Critical time windowed train driver relief opportunities
operations - scheduling
crew scheduling, time windows
Train driver scheduling is the problem of constructing an efficient schedule of driver shifts, each of which contains a sequence of work on one or more trains separated by breaks. Relief opportunities (ROs) occur when trains stop at a station. While relieving on arrival at a train station is the preferred practice in the UK rail industry, considering relieving at other times within the full window of relief opportunities (WRO) at a stop might allow for a schedule optimization algorithm to build better schedules. However, simply expanding each WRO into ROs at individual minutes within the WRO would exponentially increase the complexity of the combinatorial optimization problem. A rational approach would be to be selective in considering the WROs when applying Generate-and-Select (GaS); this could either take the form of a pre-processing stage to GaS, or that of augmenting (or even replacing) the generation phase of GaS. In this paper we first show a simple example where approximating WROs by a single relief point results in inefficient schedules, and hints at the complexity of exploiting WROs.

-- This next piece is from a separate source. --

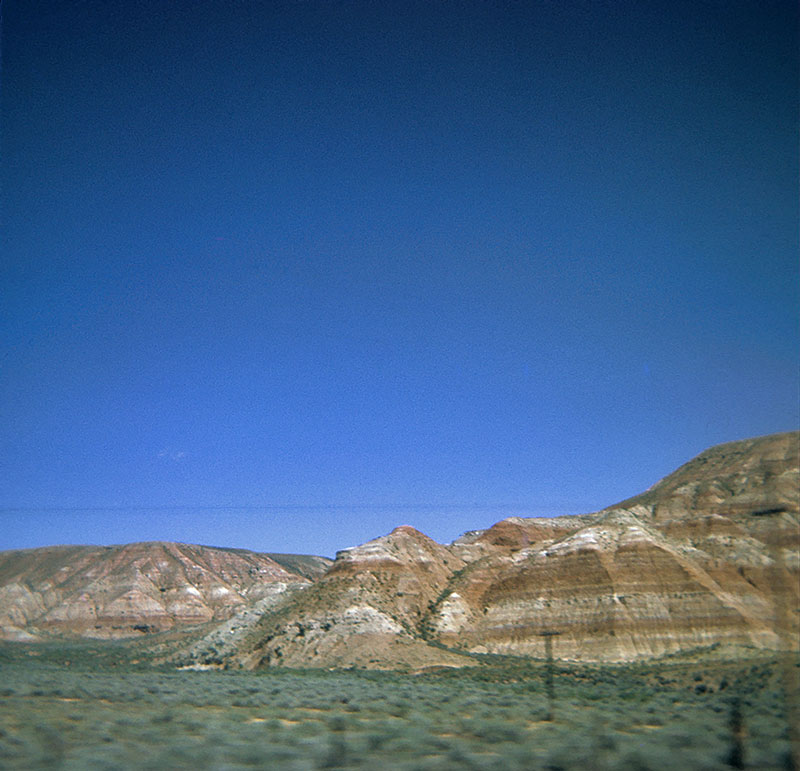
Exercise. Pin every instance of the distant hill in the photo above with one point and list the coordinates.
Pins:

We then study the potential of WROs in terms of the new spells and/or shifts they may allow to be created. We propose a heuristic extension to the GaS generation phase, where WROs are analysed in relation to individual scheduling constraints; ROs within WROs that are deemed useful are added to the set of arrival-time ROs. Results show an improvement over the traditional approach in a number of real-life instances from UK operations. We also present a constructive method to analyse a combination of scheduling constraints. Results show that the method is effective in exploiting constraints that may be skipped or difficult to consider by non-constructive approaches.
Laplagne, I., Kwan, R.S., & Kwan, A.S. (2009). Critical time windowed train driver relief opportunities. Journal of Public Transport, Vol. 1, Issue 1, Pp. 73-85.